Comment 3 Steve Ford 2018-10-08 08:11:41 MDT

Dominik,

I reverted our production server back to 17.11.7 for now. I'm going to change this to a severity 2.

Comment 4 Dominik Bartkiewicz 2018-10-08 08:46:50 MDT

Hi

Good to know that you are "up" now.

Could you send also job_gres_ptr?
t 1
f 0
p *job_gres_ptr

Dominik

Comment 5 Dominik Bartkiewicz 2018-10-08 09:38:29 MDT

Hi

I can recreate this issue.
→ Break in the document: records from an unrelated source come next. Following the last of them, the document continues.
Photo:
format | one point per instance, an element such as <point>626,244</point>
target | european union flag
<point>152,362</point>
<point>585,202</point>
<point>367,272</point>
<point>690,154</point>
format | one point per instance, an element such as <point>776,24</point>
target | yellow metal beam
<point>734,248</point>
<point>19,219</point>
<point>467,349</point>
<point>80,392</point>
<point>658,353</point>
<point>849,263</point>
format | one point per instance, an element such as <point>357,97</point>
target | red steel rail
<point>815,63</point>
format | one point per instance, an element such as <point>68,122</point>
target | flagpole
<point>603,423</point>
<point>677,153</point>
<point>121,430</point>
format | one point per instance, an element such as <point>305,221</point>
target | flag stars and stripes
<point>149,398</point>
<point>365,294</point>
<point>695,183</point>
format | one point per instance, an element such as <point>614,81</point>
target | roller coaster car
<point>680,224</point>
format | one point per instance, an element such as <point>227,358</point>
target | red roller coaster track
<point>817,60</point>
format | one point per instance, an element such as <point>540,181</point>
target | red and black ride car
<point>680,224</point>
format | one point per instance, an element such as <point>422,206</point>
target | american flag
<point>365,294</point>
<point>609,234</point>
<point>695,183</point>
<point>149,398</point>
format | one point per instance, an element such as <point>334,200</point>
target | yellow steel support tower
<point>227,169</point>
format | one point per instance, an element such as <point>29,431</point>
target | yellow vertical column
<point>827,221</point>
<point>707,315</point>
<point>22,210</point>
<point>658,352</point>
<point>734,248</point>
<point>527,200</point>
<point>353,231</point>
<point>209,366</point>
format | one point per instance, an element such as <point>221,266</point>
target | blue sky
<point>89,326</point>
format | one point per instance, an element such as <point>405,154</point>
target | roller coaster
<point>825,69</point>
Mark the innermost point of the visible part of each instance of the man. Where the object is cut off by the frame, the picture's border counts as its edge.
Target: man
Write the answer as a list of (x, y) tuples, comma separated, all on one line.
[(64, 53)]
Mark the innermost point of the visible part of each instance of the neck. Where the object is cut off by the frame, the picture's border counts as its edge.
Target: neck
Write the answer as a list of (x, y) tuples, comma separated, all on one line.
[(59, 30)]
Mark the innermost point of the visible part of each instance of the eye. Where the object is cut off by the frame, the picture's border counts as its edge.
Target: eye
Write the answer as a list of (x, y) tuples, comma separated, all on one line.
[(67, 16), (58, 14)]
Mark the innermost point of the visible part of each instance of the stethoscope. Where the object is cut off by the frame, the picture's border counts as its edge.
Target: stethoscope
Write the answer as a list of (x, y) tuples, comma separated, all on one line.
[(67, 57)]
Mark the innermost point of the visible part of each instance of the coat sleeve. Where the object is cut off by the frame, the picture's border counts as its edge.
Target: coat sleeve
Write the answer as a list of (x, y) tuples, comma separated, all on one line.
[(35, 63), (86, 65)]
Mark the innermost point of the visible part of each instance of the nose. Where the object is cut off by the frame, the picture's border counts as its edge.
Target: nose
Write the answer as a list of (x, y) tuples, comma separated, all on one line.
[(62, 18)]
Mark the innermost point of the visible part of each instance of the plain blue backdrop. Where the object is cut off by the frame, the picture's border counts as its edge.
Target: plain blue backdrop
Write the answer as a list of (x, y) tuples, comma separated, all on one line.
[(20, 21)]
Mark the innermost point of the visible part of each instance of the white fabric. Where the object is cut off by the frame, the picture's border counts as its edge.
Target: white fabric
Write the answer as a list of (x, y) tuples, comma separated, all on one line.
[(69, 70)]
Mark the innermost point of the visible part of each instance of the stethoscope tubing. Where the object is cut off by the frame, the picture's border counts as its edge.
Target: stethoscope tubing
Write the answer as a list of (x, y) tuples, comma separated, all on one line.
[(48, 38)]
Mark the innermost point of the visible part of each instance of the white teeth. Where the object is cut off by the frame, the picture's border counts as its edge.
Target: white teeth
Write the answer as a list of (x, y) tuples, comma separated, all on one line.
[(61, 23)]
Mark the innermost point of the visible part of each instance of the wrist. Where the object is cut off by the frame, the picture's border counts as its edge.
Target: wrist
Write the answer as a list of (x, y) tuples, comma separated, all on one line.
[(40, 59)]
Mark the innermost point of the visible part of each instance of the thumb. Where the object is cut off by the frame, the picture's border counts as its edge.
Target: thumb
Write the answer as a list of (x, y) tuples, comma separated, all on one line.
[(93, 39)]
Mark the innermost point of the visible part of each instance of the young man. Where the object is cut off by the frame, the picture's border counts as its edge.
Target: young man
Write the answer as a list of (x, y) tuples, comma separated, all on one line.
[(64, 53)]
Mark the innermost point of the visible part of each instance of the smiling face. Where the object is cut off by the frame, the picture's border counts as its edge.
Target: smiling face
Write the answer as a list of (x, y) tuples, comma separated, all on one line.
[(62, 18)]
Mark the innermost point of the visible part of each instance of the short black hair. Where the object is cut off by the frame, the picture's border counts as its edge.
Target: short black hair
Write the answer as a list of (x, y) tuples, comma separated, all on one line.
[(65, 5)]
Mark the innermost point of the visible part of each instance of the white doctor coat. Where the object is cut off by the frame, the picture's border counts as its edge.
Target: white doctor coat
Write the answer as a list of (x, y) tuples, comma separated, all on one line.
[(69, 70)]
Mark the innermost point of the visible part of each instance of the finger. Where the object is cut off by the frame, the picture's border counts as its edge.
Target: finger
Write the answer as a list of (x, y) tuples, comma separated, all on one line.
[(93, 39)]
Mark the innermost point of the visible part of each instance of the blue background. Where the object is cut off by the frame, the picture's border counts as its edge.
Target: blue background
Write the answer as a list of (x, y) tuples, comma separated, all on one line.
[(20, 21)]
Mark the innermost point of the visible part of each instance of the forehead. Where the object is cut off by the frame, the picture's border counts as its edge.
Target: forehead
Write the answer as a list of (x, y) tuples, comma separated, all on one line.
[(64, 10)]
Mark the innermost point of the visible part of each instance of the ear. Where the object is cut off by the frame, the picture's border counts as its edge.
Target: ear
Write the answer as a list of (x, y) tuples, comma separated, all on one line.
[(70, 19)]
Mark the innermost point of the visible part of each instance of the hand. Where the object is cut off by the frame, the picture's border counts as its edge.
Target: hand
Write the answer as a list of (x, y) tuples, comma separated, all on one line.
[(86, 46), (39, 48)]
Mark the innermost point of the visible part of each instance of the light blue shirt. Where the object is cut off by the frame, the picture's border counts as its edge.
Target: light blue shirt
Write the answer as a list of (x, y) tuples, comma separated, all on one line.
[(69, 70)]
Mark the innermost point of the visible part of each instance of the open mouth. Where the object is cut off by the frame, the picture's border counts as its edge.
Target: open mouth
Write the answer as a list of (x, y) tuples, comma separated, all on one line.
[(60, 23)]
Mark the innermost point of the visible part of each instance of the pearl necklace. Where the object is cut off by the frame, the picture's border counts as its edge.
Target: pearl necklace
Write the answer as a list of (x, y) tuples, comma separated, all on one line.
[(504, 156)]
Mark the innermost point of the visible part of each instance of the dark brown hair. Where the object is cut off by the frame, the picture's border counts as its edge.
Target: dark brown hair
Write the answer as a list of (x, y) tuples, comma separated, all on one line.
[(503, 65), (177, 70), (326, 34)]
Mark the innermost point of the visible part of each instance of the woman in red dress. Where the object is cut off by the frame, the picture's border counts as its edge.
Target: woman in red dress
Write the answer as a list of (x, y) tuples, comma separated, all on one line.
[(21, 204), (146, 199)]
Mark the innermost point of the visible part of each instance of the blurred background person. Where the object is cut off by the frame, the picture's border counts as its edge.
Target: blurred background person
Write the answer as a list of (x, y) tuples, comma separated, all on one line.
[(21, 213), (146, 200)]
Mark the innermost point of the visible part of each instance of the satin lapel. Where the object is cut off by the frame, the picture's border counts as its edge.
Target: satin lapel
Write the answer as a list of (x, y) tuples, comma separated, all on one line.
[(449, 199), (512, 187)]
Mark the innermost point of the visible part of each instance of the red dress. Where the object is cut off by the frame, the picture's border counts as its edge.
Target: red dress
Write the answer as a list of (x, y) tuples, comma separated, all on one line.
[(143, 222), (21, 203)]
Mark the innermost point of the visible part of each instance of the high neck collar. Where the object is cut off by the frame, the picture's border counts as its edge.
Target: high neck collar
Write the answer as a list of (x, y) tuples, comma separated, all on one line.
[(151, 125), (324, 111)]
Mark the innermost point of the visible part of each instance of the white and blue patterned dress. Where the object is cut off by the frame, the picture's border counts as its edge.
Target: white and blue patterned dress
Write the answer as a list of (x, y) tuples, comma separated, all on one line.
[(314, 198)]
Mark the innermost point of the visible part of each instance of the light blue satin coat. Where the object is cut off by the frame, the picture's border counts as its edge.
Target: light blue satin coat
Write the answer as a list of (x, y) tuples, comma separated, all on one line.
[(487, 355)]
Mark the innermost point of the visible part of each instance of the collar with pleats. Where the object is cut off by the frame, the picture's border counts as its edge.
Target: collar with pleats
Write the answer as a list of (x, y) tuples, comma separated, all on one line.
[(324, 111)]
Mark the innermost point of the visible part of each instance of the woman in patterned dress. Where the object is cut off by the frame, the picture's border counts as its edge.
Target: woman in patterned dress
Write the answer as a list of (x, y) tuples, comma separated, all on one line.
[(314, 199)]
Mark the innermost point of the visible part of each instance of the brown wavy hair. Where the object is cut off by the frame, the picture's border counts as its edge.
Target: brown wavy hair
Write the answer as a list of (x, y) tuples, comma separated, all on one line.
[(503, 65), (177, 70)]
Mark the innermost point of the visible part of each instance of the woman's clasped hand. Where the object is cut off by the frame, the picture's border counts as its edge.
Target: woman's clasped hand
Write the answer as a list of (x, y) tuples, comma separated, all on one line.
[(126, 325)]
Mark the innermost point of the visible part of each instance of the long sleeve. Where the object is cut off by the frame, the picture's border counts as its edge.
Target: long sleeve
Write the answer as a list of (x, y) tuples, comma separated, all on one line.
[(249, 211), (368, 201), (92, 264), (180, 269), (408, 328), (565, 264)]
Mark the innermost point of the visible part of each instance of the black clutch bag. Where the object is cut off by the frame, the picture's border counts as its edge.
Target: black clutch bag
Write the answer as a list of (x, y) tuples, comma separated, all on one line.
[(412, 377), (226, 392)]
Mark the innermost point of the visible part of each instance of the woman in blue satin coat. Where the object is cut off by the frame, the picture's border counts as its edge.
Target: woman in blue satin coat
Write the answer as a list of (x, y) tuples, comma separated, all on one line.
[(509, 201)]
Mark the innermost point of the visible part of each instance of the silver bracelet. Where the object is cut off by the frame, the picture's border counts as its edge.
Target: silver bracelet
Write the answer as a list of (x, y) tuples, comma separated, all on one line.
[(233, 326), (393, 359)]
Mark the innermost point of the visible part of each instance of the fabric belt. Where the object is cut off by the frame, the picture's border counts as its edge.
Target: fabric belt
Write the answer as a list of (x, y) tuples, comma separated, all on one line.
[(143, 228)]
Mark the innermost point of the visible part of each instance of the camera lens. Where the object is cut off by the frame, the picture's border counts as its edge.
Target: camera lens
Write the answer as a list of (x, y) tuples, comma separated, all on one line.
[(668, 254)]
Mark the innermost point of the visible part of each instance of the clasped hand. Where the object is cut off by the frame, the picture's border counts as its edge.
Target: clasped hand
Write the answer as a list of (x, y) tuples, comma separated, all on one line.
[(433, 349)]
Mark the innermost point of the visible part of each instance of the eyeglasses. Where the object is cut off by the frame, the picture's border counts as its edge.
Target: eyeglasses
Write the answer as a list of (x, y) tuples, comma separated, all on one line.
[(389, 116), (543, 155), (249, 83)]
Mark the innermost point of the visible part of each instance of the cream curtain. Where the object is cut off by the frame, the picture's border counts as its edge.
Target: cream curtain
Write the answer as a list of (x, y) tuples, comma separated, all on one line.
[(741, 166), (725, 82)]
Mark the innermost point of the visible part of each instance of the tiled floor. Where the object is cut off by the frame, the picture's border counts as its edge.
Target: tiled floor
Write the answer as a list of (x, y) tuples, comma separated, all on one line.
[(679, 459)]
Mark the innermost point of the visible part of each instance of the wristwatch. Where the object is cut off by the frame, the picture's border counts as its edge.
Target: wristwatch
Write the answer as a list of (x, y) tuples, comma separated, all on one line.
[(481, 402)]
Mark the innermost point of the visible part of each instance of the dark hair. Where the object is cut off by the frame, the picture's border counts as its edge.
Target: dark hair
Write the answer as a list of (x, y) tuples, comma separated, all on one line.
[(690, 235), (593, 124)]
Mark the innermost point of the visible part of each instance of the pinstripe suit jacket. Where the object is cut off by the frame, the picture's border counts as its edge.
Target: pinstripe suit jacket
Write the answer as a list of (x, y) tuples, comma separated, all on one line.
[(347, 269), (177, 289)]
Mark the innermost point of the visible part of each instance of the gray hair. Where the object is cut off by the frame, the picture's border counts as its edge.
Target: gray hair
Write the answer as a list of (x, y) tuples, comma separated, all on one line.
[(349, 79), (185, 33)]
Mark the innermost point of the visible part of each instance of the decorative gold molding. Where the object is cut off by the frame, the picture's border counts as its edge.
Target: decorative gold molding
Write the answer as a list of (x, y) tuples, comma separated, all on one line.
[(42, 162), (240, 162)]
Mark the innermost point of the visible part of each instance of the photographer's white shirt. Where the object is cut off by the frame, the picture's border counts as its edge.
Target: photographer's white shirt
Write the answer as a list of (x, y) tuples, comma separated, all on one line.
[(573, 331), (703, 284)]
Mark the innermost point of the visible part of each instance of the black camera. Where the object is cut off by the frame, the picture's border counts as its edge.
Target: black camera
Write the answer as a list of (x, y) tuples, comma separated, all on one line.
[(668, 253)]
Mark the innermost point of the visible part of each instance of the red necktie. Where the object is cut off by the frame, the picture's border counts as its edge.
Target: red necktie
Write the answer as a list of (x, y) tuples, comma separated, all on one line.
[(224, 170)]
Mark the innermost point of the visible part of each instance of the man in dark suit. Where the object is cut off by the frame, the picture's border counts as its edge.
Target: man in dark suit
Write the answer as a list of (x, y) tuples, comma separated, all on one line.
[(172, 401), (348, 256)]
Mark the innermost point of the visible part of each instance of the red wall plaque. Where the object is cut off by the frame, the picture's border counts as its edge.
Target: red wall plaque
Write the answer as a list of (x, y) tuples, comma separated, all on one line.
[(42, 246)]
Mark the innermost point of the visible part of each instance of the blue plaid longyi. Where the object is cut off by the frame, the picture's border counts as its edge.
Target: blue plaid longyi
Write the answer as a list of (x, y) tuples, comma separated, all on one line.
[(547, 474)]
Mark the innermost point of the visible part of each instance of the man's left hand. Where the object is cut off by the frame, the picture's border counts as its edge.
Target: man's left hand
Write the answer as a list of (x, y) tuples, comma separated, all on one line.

I will let you know when I fix this.

Dominik

Comment 7 Dominik Bartkiewicz 2018-10-08 10:16:26 MDT

Hi

I have the preliminary patch now, but it still needs some review, let me know if you need it.
I suggest staying on 17.11 slurmctld until it will be officially in git repo.


Dominik

Comment 9 Steve Ford 2018-10-08 11:04:25 MDT

Dominik,

That's good news! We are aiming to be on 18.08.1 by next Monday. Do you think this internal review will be done by then?

Thanks,
Steve

Comment 10 Dominik Bartkiewicz 2018-10-08 15:13:16 MDT

Hi

If it wasn't US holiday, it would be done already. Because of Columbus Day, it will take a little bit longer, it should be in repo tomorrow.

Dominik

Comment 14 Steve Ford 2018-10-10 14:01:28 MDT

Hey Dominik,

I'm hoping to do this upgrade later this evening. Will this patch be available today?

Thanks,
Steve

Comment 19 Danny Auble 2018-10-10 15:21:56 MDT

Comment on attachment 7994 [details]
Patch to create structures outside of if

Steve, please use this patch it should get you what you need.  It will be in 18.08.2 which will probably be tagged in a few weeks commit 33f8f22d.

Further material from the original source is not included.